Legal digital projects usually manage texts, not images.
Some types of legal materials are harder to maintain, i.e. codified material.
Legal documents are almost exclusively printed in black & white.
Preservation of the page structure is important for citation purposes.
Maintaining the original appearance of digitized print documents is not important; archival and rare materials are potential exceptions.
Possible Delivery Formats
Pure image formats: TIFF, JPEG
Open encoded formats: XML, HTML, ASCII, and Unicode
Hybrid formats: PDF, DjVu – can contain both image and text
Proprietary formats: Microsoft Word, WordPerfect
Pure Images: TIFF, JPEG
Raster (pixel-based) exclusively used for scanned collections
TIFF is the best choice for archival scanned images
Web browsers display them natively
Both are open formats
Large file sizes make viewing on slow connections problematic
Text of the documents available only through OCR (Optical Character Recognition)
Weak support for multi-page documents
JPEGs have trouble displaying text when they are compressed to levels appropriate for the web
Contain metadata about the physical file itself, not the contents of the file
Imaged Formats Cont.
OCR is an important consideration:
5% rate of error doesn't have an impact on traditional IR measures
20% error rate significantly degrades [Doerman 98] the performance of traditional IR techniques.
High quality OCR is now available for relatively low cost
Abbyy Finereader ($300)
Table and page layout recognition supported
Open Encoded Formats XML, HTML, ASCII, Unicode
Typically easier to integrate into digital libraries [Baird 2004]
Created in 3 ways:
Born digital documents
Manually keyed documents
IR applications easy to build, open source support strong
International standards or W3C recommendations
Accessible with all current web technologies
Metadata easily embedded in XML|HTML documents
Can be created with any text-editor
Improvements in OCR make encoding scanned collections feasible
Open Encoded Formats Cont.
These documents can be expensive for staff to create
Manual Encoding in XML may have to be done by hand
Manual correction of OCR errors
Need technical expertise on staff to get the full benefits of these formats, the PERL programmer
These don't necessarily preserve the "look" of printed documents
Hybrid Formats: PDF, DjVu
PDF and DjVu are proprietary technologies that have substantial support in the open source community.
Both can contain a layer of the document’s text and an image of each page in a document.

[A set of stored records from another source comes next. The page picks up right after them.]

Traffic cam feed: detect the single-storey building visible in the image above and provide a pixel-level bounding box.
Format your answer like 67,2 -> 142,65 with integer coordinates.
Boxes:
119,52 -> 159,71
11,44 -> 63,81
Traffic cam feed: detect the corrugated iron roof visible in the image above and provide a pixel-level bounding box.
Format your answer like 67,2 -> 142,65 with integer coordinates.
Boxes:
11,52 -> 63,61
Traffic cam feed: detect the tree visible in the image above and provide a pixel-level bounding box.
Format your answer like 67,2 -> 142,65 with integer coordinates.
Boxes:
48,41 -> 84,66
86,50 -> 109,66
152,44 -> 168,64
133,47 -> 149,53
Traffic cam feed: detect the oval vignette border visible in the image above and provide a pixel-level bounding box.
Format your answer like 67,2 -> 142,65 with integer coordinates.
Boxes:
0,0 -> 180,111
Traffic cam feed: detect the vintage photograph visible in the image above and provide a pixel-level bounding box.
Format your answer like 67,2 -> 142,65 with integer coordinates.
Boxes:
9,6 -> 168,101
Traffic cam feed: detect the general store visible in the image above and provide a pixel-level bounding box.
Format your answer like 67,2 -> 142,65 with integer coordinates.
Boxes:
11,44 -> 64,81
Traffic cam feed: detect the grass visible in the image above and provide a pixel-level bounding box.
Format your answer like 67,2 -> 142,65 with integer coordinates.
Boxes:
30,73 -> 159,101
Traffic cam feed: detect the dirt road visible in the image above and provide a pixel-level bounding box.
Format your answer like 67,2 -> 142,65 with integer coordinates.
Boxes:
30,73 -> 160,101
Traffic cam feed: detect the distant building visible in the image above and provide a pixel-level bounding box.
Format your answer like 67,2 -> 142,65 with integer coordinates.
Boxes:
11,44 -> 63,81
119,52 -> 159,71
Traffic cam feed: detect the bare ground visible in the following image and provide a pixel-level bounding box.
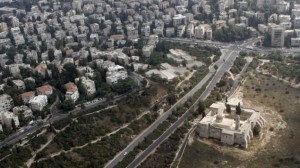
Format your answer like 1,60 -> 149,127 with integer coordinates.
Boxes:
179,74 -> 300,168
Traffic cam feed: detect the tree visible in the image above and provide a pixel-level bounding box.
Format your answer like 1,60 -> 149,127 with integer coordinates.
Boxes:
235,103 -> 242,115
48,49 -> 55,62
226,104 -> 231,113
6,47 -> 17,61
59,100 -> 75,111
198,101 -> 206,115
167,93 -> 176,105
60,63 -> 79,83
11,119 -> 17,131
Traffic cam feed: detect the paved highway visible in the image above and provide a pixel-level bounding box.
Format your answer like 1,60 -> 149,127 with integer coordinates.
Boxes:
0,94 -> 126,149
105,44 -> 237,168
128,46 -> 238,168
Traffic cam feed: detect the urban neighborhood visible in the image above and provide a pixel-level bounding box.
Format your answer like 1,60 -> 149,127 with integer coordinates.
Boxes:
0,0 -> 300,168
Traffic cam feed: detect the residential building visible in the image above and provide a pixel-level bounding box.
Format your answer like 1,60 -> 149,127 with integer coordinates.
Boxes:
106,70 -> 128,85
173,14 -> 186,27
36,84 -> 53,96
29,95 -> 48,111
75,77 -> 96,95
0,94 -> 14,111
0,110 -> 20,128
65,82 -> 79,102
12,105 -> 32,119
291,37 -> 300,47
294,16 -> 300,29
20,91 -> 35,104
12,80 -> 25,90
196,103 -> 265,148
186,23 -> 194,38
271,27 -> 284,47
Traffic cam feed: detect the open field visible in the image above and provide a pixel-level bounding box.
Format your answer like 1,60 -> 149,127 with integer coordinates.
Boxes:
179,74 -> 300,168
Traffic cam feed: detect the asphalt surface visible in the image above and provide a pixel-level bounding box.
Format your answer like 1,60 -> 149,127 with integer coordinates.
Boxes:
105,45 -> 237,168
0,90 -> 132,149
105,67 -> 215,168
127,45 -> 238,168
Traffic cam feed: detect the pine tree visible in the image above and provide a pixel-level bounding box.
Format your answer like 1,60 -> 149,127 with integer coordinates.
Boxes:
11,119 -> 17,131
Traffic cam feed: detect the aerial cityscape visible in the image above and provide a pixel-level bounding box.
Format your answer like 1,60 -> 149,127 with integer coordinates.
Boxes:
0,0 -> 300,168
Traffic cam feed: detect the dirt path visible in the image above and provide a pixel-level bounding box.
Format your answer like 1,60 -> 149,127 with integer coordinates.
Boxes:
35,110 -> 150,163
175,70 -> 196,89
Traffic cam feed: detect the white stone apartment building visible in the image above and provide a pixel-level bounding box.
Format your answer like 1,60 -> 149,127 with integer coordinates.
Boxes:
0,94 -> 14,111
0,110 -> 20,128
36,85 -> 53,96
106,70 -> 128,85
12,105 -> 32,119
29,95 -> 48,111
75,77 -> 96,95
197,102 -> 265,148
65,82 -> 79,102
291,37 -> 300,47
20,91 -> 34,104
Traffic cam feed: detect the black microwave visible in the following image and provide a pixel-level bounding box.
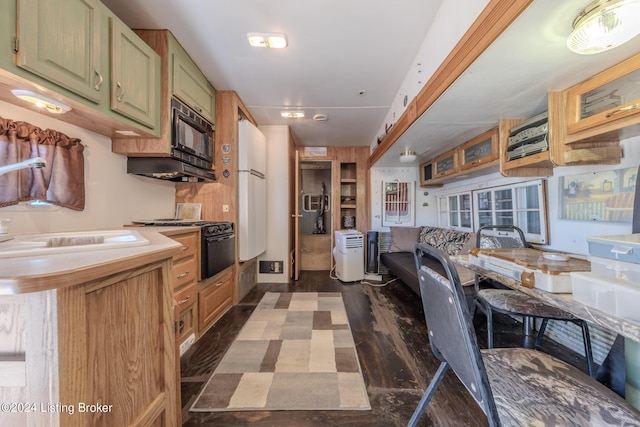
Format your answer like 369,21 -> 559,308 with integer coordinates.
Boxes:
171,98 -> 215,169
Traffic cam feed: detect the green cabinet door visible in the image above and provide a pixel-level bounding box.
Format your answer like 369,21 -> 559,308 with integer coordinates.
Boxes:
16,0 -> 105,103
172,46 -> 216,124
110,18 -> 160,129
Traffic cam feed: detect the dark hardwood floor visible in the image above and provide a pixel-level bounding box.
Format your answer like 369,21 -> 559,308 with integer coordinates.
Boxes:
180,271 -> 586,427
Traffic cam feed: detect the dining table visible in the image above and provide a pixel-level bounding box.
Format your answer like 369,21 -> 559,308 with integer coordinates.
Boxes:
450,254 -> 640,409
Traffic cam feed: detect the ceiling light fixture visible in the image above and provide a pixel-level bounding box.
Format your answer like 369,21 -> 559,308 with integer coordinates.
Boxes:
11,89 -> 71,114
567,0 -> 640,55
400,148 -> 418,163
280,110 -> 304,119
247,33 -> 288,49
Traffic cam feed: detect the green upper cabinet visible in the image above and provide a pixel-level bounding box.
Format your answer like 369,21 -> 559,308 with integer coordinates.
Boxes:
16,0 -> 105,103
110,18 -> 160,129
171,40 -> 216,124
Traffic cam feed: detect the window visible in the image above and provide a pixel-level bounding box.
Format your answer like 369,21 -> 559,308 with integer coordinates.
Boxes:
382,181 -> 414,227
473,180 -> 549,245
438,191 -> 473,231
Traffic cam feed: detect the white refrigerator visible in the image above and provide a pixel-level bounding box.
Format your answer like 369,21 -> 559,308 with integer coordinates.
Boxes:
236,120 -> 267,262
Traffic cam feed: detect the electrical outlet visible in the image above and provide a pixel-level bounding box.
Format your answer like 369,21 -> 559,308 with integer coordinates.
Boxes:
180,334 -> 196,357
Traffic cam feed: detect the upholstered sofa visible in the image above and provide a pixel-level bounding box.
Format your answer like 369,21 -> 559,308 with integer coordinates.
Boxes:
380,226 -> 476,306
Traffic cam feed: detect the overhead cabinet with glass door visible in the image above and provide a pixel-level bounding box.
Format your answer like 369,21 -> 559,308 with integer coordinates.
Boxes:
10,0 -> 160,137
567,54 -> 640,139
420,127 -> 500,187
382,181 -> 415,227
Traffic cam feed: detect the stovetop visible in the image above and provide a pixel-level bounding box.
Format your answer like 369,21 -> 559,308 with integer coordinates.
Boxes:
132,218 -> 212,227
132,218 -> 233,237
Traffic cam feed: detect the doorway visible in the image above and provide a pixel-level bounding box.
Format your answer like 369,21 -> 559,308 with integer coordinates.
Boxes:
298,160 -> 333,270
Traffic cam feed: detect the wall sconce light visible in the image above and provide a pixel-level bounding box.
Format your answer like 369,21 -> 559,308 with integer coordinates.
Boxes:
11,89 -> 71,114
567,0 -> 640,55
247,33 -> 288,49
400,148 -> 418,163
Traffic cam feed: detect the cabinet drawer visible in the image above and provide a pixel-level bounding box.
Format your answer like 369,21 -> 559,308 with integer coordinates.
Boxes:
176,304 -> 196,345
173,283 -> 198,317
169,233 -> 198,263
198,274 -> 232,330
173,257 -> 198,289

Both utilize cross-platform, freely available web browser plug-ins.
Both try to preserve the look of print documents
Easy to export born digital documents to these formats using printer drivers, “print to PDF”
PDF has strong market acceptance in the legal community
PDF-Archive, a standard for using PDF as an archival format in development by AIIM [Association for Information and Image Management]

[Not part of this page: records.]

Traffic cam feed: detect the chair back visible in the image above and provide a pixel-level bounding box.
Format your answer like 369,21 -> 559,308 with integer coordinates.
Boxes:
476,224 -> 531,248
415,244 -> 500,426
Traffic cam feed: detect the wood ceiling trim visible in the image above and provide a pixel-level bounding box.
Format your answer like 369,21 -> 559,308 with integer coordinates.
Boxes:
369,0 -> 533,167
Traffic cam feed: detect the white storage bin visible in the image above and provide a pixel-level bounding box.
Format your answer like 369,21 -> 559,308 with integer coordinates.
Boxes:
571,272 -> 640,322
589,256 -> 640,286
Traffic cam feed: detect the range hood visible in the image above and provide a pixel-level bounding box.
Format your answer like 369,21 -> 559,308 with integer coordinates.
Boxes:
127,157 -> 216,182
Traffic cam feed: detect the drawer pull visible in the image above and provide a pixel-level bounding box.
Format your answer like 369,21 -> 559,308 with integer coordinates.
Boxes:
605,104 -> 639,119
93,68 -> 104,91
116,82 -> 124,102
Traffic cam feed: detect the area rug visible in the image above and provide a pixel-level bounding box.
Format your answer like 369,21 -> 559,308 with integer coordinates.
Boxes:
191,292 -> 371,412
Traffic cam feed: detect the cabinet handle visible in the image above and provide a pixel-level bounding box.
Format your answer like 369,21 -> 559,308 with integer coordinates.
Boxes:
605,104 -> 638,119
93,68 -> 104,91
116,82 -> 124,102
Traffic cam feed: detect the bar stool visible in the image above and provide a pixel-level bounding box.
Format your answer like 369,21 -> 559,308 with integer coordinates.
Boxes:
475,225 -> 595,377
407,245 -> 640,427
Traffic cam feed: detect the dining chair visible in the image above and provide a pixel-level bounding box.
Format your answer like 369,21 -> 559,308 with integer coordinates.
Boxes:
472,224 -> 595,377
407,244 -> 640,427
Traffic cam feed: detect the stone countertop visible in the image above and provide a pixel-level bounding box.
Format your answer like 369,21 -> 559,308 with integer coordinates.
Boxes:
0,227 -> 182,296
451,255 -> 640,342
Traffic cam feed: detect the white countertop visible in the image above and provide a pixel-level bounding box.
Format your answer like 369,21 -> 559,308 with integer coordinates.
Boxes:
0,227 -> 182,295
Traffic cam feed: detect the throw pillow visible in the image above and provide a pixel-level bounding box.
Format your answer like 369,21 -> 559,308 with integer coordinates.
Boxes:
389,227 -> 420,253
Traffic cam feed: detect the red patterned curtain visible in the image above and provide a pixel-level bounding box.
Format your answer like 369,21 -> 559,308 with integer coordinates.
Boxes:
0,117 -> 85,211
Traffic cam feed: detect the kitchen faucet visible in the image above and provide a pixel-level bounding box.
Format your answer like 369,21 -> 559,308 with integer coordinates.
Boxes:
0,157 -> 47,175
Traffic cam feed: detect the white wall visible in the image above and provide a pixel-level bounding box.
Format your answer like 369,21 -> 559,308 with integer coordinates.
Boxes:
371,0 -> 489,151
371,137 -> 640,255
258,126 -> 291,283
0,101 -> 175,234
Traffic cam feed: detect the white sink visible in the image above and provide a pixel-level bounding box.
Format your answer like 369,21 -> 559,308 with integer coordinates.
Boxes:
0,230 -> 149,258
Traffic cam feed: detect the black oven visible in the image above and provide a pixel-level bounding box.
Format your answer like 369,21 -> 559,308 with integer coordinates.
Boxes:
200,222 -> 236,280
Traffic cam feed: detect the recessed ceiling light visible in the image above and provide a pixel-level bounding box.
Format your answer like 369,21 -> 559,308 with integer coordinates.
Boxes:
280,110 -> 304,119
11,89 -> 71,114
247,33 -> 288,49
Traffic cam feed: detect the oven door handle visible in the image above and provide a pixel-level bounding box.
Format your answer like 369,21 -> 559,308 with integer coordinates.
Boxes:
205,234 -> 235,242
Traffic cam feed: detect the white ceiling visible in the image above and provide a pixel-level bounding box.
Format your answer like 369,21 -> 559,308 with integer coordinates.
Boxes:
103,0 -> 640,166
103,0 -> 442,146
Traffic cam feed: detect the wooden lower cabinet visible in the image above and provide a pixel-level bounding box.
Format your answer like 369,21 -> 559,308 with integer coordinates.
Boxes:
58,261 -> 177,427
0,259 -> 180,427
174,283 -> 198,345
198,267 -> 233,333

Adobe makes the PDF reference manual and software development kit freely available to developers.
Standard methodology for embedding metadata in documents, the XMP Standard (Extensible Metadata Platform) that seeks compatibility with semantic web technologies
Plug-in performance is poor for long documents
PDFs composed of scanned images can be very large in size, even for short documents
Designed to be a scan-to-web technology.
Best compression of any image format on the web
Users can load lengthy documents very quickly
The DjVu plug-in can be manipulated via cgi-style arguments
Use the Any2DjVu server to try out the format.
DjVu does not yet have great market acceptance in the legal community.

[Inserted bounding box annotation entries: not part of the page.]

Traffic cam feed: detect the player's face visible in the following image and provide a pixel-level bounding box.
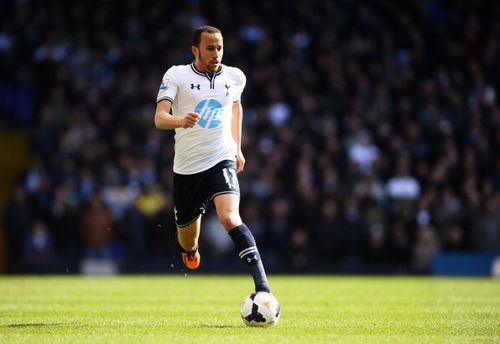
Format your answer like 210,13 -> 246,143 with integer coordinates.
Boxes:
193,32 -> 224,73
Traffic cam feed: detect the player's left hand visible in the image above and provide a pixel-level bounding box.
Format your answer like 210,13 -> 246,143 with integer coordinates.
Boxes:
236,149 -> 245,173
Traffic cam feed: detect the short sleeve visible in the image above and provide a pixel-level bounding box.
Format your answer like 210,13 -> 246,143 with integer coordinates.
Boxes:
233,68 -> 247,103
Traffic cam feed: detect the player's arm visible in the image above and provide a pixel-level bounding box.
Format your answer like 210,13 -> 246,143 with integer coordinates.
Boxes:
155,99 -> 200,130
231,101 -> 245,173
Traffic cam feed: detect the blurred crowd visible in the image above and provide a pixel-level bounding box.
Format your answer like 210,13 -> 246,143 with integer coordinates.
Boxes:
0,0 -> 500,272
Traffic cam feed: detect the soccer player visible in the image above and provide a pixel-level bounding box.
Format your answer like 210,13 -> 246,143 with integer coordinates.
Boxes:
154,26 -> 270,292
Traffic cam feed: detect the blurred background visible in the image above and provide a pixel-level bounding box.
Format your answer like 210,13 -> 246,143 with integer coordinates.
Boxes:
0,0 -> 500,275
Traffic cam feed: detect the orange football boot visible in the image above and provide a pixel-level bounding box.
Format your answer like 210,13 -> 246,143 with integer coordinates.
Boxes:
181,250 -> 201,270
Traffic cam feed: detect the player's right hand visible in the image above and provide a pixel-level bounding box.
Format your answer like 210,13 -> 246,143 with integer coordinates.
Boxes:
180,112 -> 201,128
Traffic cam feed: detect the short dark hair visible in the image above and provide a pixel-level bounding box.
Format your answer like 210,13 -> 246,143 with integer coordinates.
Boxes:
192,25 -> 222,46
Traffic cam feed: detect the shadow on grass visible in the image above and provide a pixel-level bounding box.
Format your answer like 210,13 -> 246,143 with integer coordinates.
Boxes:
193,324 -> 241,328
0,323 -> 80,329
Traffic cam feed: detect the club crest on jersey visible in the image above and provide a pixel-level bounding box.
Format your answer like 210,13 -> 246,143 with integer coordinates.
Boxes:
160,79 -> 170,91
194,99 -> 223,129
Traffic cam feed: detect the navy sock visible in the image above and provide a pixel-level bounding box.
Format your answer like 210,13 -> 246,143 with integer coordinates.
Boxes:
229,224 -> 271,292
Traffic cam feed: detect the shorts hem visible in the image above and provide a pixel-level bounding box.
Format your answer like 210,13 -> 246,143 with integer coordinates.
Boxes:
175,213 -> 203,228
210,191 -> 240,200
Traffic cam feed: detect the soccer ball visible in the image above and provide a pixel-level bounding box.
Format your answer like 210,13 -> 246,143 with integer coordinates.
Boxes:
240,291 -> 281,327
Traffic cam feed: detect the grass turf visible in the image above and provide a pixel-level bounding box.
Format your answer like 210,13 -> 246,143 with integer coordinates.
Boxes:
0,274 -> 500,344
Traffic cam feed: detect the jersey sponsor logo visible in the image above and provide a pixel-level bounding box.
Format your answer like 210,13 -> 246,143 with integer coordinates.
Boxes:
194,99 -> 223,129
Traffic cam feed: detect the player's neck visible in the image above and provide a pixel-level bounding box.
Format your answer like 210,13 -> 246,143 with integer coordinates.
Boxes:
193,61 -> 222,77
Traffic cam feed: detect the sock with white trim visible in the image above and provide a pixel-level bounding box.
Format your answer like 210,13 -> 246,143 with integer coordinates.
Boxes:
229,223 -> 271,292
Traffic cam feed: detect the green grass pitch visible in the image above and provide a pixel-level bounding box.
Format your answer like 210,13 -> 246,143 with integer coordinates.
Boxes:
0,274 -> 500,344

DjVu does not have a standard method for embedded metadata within documents.
Word Processing Formats: MS Word, WordPerfect
Not a good choice for document delivery on the web
These formats are completely closed
Poor cross platform support
It is often problematic to index these documents using inexpensive or open source IR tools.
The New Jersey Digital Legal Library
Digitize New Jersey Legal materials not currently available online.
Available for users in two formats: DjVu and PDF
Scan -> TIFF; then TIFF -> PDF and TIFF -> DjVu
Extract OCR text from the DjVu to XHTML using XSL Stylesheets and DjVuLibre (The Open Source DjVu Library)
Use swish-e to index the XHTML documents with embedded extended Dublin Core metadata
Baird, Henry. Difficult and Urgent Open Problems in Document Images Analysis for Libraries. Proceedings of the First International Workshop on Document Image Analysis for Libraries. Palo Alto CA, 2004.
Doerman, David. The Indexing and Retrieval of Document Images: A Survey. 70 (3). Computer Vision and Image Understanding. pp. 287-298.